IMO, the ultimate aim (even if this is not practical) is to deliver
to each recipient the same version of the Fax as they would have
received IF they were the only addressee
I think this is a reasonable and practical goal. I don't think that
recipient A should experience a difference in message quality
(or worse, fail to receive the message at all) based on whether or
not you cc'ed recipient B.
while at the same time
generating only the minimum number of copies to allow
multi-addressing.
I think this is an implementation decision. It should be *possible*
to do this (and it is), but it shouldn't be required of implementations.
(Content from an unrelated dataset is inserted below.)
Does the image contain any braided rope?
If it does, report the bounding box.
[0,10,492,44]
here are a couple of trivial examples of the effect of a "downgrade to
LCD format" implementation strategy.
assume:
recipient A accepts only HTML and plain text
recipient B accepts only PDF and plain text
an HTML message sent only to A gets delivered as HTML, but if B is cc'ed
(or bcc'ed) on the message then both A and B get plain text (if the
client knows how to convert HTML to plain text). A is accustomed
to receiving HTML from B and is surprised that there's an information
loss.
more seriously, a PDF message sent only to B gets delivered as PDF, but
if A is cc'ed on the message then the message is bounced for both A and
B because there's no good way to downgrade PDF to a format acceptable
to B (or the client doesn't know how).
So far I have not been able to identify conditions for which downgrading
to LCD is a viable implementation strategy. My conclusion is that
implementations that support CONNEG and that attempt to deliver to
mutliple recipients in one transaction MUST be prepared to do RSET and
split up the delivery if it becomes evident that delivering the same
version of the message to all recipients is not appropriate.